The Golden State Warriors were minutes away in each of the last three games from getting run over, smashed through, and overmatched physically in a series that positioned their schematic prowess over the Oklahoma City Thunder's athletic power.
In the end, there was never a specific scheme the Warriors figured out in turning this series on its head. There was no one-move fix-all that gave us grand flashbacks of the Tony Allen defensive move or the first unveiling of the Death Lineup in the 2015 NBA Finals. Instead, it became a matter of mental fortitude. Stephen Curry, Klay Thompson, Draymond Green, and the rest of the Warriors stayed strong, held together, and ultimately vanquished a team that had simply outplayed them the majority of the games.
After the game, Green spoke about the big three getting together after the Game 4 loss and working towards a shift in gameplan, readying themselves to erase all doubt.
"Once we figure it out, we can get rolling," Green said. "And it happened after Game 4."
This time, the adjustment wasn't about which chess piece to move, which rotation to make, and what breakdown to correct. All of those were obvious and simply required better basketball. With better basketball came the requirement for the Warriors to steel themselves in the eye of the storm, and take just enough shots to stay up so they could finish the Thunder off when Durant and Westbrook had lost all their ammo.

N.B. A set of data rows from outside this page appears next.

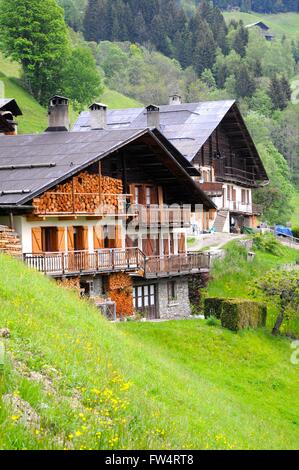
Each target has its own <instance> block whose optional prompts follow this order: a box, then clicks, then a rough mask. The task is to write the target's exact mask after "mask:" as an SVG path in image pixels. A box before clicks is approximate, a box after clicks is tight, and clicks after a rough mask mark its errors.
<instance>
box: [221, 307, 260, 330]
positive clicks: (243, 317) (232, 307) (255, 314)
mask: <svg viewBox="0 0 299 470" xmlns="http://www.w3.org/2000/svg"><path fill="white" fill-rule="evenodd" d="M221 305H222V311H221V324H222V326H223V327H224V328H228V329H229V330H232V331H238V330H242V329H244V328H259V327H264V326H266V320H267V306H266V305H265V304H263V303H260V302H254V301H251V300H244V299H227V300H225V301H223V302H222V303H221Z"/></svg>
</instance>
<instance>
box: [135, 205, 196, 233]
mask: <svg viewBox="0 0 299 470" xmlns="http://www.w3.org/2000/svg"><path fill="white" fill-rule="evenodd" d="M130 212H131V213H132V214H136V216H135V222H136V224H137V225H139V226H143V227H151V226H156V227H159V226H165V227H177V228H179V227H190V224H191V207H190V206H185V207H184V206H183V207H179V206H173V207H167V206H156V205H151V206H150V207H147V206H143V205H139V204H133V205H131V206H130V209H129V213H130Z"/></svg>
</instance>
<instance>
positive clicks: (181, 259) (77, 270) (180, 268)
mask: <svg viewBox="0 0 299 470" xmlns="http://www.w3.org/2000/svg"><path fill="white" fill-rule="evenodd" d="M23 259H24V262H25V263H26V264H27V266H29V267H30V268H32V269H35V270H37V271H40V272H43V273H44V274H46V275H50V276H53V277H61V276H77V275H88V274H101V273H102V274H105V273H113V272H128V273H132V274H135V275H138V276H141V277H145V278H156V277H167V276H170V275H171V276H179V275H182V274H196V273H199V272H201V271H207V270H208V269H209V266H210V260H209V256H208V254H206V253H186V254H179V255H171V256H165V257H149V258H148V257H146V256H145V255H144V253H142V251H140V250H139V249H138V248H125V249H108V250H98V251H95V252H92V253H90V252H88V251H75V252H70V253H41V254H32V253H30V254H24V255H23Z"/></svg>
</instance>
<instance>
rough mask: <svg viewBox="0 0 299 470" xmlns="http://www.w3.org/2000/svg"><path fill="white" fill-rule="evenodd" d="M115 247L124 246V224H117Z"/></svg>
mask: <svg viewBox="0 0 299 470" xmlns="http://www.w3.org/2000/svg"><path fill="white" fill-rule="evenodd" d="M115 248H122V226H121V225H118V224H117V225H116V226H115Z"/></svg>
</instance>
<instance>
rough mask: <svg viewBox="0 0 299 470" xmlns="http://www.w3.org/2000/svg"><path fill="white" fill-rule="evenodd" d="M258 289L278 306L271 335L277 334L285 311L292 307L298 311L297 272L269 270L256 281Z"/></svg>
mask: <svg viewBox="0 0 299 470" xmlns="http://www.w3.org/2000/svg"><path fill="white" fill-rule="evenodd" d="M255 287H256V288H257V289H258V291H260V292H262V294H263V295H264V296H265V297H266V298H267V300H268V301H270V302H272V303H273V304H274V305H276V306H277V307H278V310H279V313H278V316H277V318H276V322H275V325H274V328H273V330H272V334H273V335H278V333H279V332H280V328H281V325H282V323H283V321H284V319H285V316H286V312H287V310H288V309H290V308H292V309H293V310H295V311H297V312H298V308H299V272H298V271H271V272H269V273H267V274H265V275H264V277H263V279H260V280H259V281H257V282H256V284H255Z"/></svg>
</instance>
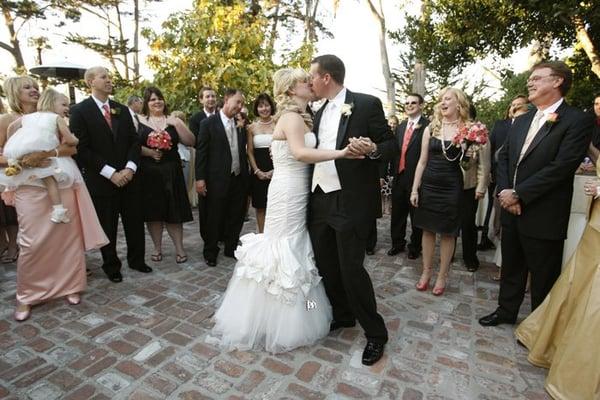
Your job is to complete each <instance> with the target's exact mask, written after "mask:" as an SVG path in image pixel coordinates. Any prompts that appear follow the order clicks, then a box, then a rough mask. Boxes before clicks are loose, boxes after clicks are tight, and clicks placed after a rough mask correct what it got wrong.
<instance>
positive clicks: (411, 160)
mask: <svg viewBox="0 0 600 400" xmlns="http://www.w3.org/2000/svg"><path fill="white" fill-rule="evenodd" d="M407 124H408V120H404V121H402V123H400V125H398V126H397V127H396V132H395V136H396V145H397V146H398V153H396V156H395V157H394V160H393V162H392V166H391V168H393V169H392V171H393V172H394V174H395V175H397V174H398V167H399V165H400V153H401V152H402V142H404V133H405V131H406V125H407ZM427 125H429V120H428V119H427V118H425V117H423V116H421V118H419V121H418V122H417V127H418V128H416V129H415V128H413V134H412V136H411V138H410V141H409V142H408V147H407V148H406V161H405V163H404V172H403V174H404V177H403V178H402V183H403V184H405V185H408V186H407V187H408V188H409V189H410V188H412V182H413V179H414V178H415V170H416V169H417V163H418V162H419V157H420V156H421V141H422V140H421V139H422V138H423V131H424V130H425V128H426V127H427Z"/></svg>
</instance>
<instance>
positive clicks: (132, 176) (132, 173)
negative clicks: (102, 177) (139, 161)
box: [110, 168, 133, 187]
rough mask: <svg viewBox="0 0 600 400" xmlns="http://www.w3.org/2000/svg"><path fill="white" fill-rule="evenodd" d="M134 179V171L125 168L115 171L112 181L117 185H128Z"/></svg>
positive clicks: (120, 185) (111, 178) (110, 178)
mask: <svg viewBox="0 0 600 400" xmlns="http://www.w3.org/2000/svg"><path fill="white" fill-rule="evenodd" d="M132 179H133V171H132V170H131V169H130V168H123V169H122V170H120V171H115V172H114V173H113V174H112V175H111V177H110V181H111V182H112V183H113V184H114V185H115V186H117V187H123V186H125V185H127V184H128V183H129V182H131V180H132Z"/></svg>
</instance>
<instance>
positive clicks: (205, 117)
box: [189, 110, 218, 138]
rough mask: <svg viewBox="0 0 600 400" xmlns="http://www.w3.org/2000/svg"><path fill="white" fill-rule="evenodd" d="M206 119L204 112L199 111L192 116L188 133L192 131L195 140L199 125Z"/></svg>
mask: <svg viewBox="0 0 600 400" xmlns="http://www.w3.org/2000/svg"><path fill="white" fill-rule="evenodd" d="M216 114H218V113H216ZM206 118H207V116H206V113H205V112H204V110H200V111H198V112H197V113H195V114H194V115H192V117H191V118H190V122H189V126H190V131H192V133H193V134H194V136H196V138H197V137H198V132H199V131H200V123H201V122H202V121H204V120H205V119H206Z"/></svg>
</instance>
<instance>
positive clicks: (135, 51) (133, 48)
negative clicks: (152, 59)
mask: <svg viewBox="0 0 600 400" xmlns="http://www.w3.org/2000/svg"><path fill="white" fill-rule="evenodd" d="M133 18H134V20H135V22H134V23H135V28H134V32H133V72H134V74H135V77H134V79H135V80H136V82H137V81H138V79H139V77H140V59H139V56H140V46H139V44H140V7H139V0H133Z"/></svg>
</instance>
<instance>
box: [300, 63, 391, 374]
mask: <svg viewBox="0 0 600 400" xmlns="http://www.w3.org/2000/svg"><path fill="white" fill-rule="evenodd" d="M310 73H311V79H312V89H313V92H314V93H315V95H316V96H317V97H318V98H326V99H327V101H326V102H325V105H324V106H323V107H321V109H320V110H319V111H318V112H317V114H316V115H315V123H314V130H315V134H316V135H317V138H318V143H319V144H318V148H320V149H342V148H344V147H345V146H350V148H351V149H352V150H353V152H354V153H356V154H362V155H364V156H365V157H364V158H362V159H353V160H350V159H339V160H335V161H327V162H321V163H318V164H316V165H315V168H314V171H313V176H312V186H311V191H312V193H311V196H310V204H309V215H308V229H309V233H310V238H311V241H312V245H313V249H314V253H315V260H316V264H317V268H318V269H319V273H320V274H321V276H322V277H323V283H324V285H325V290H326V292H327V296H328V297H329V300H330V301H331V305H332V308H333V322H332V323H331V328H330V330H332V331H333V330H336V329H339V328H344V327H352V326H354V325H355V324H356V320H358V322H359V323H360V325H361V326H362V327H363V329H364V331H365V336H366V337H367V346H366V347H365V350H364V352H363V356H362V363H363V364H365V365H372V364H374V363H376V362H377V361H378V360H379V359H380V358H381V357H382V355H383V349H384V345H385V343H386V342H387V340H388V335H387V329H386V327H385V323H384V321H383V318H382V317H381V315H379V314H378V313H377V303H376V302H375V294H374V292H373V285H372V284H371V279H370V277H369V274H368V273H367V271H366V270H365V268H364V267H363V259H364V256H365V249H366V241H367V236H368V233H369V229H370V227H371V225H372V224H373V221H374V220H375V218H376V215H377V212H378V210H380V207H381V199H380V196H381V192H380V187H379V172H378V161H377V159H379V158H383V159H391V158H393V157H394V155H395V154H394V153H395V152H397V151H398V150H397V146H396V143H395V140H394V136H393V135H392V134H391V132H390V129H389V127H388V125H387V122H386V120H385V116H384V113H383V108H382V106H381V102H380V101H379V99H377V98H376V97H373V96H369V95H366V94H362V93H352V92H350V91H349V90H347V89H346V88H345V87H344V75H345V67H344V63H343V62H342V60H340V59H339V58H338V57H336V56H334V55H322V56H319V57H316V58H315V59H314V60H313V61H312V63H311V67H310Z"/></svg>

Much like the rest of the season, it all came back down to Stephen Curry and the shot-making the Warriors can accomplish. As Curry closed out the Thunder yet again with a series of unnerving and spectacularly ordinary shots, for him, it became clear that the Warriors' objective was simply hanging in when the Thunder went on back-breaking runs. Sooner or later, they would empty the clip and the Warriors would have plenty left in the tank. As long as they weren't too deep in the hole, like in Games 3 and 4, they could deal the final blow for the win.
The Warriors fought back against each and every OKC comeback in the final frame, doing their best "Hold The Door!" impersonation as Kevin Durant tried to shoot his way into his second Finals appearance and all-time upset. So many times the Warriors looked too small, too slow, and too overwhelmed. In Game 6, Thompson saved the day. In Game 7 -- in a pressure-packed contest that saturated the Oracle Arena air with nervous energy -- Curry satiated the crowd with repeated haymakers. While not the most important game of their careers, this represented the single toughest challenge GSW had ever faced.
Then, finally, with under 20 seconds remaining, Curry dribbled up, down, and around the Thunder defense before launching one more three to close out one of the greatest comebacks of all time. And in his words, "having a moment," Curry pulled off his best Baron Davis impression as he raised his jersey over his face, baring the black tank underneath, and roaring with a crowd that had lost its collective minds on impact.
The turning point, in Curry's words? It had everything to do with Game 6 when the Warriors hung with the Thunder in the second quarter just enough before Klay bailed them out. It took them 5.5 games to get there. Nothing in the past could have prepared them for this. Not last year's Finals, not the grind of this record-breaking season, and not anything in their professional careers. It took a 3-1 deficit for them to finally figure it out, to finally warp past the deer-in-headlights demeanor when the other team is simply outplaying you.
These Golden State Warriors are a lot of things. Hell, they might even be everything. But in the 2016 Western Conference Finals, these Warriors learned that they were the lesser team for extended stretches of play. And if we're being honest, for the majority of the series. Then, in the 2016 Western Conference Finals (which felt more like the actual NBA Finals themselves), these Warriors learned that they had a lot more to learn, a lot more to adapt to, and ultimately, a whole lot more to achieve.
As this team blows past an obstacle that seemed most likely to end their fairy tale season, it now appears that the final ending is coming to their grand fruition. And all because they reached a level none of us thought they would ever need to find. Mere seconds before the confetti dropped, Curry stood, screaming into the abyss like never before. His entire being shook with elation, knowing that when his team needed him the most, he had shut it down yet again.
While the Warriors become the stuff of legends, Stephen Curry's on-court heroics rise above them all, shrouding a league that he owns more than ever before. The Warriors are four wins away from putting together the single greatest season of all time.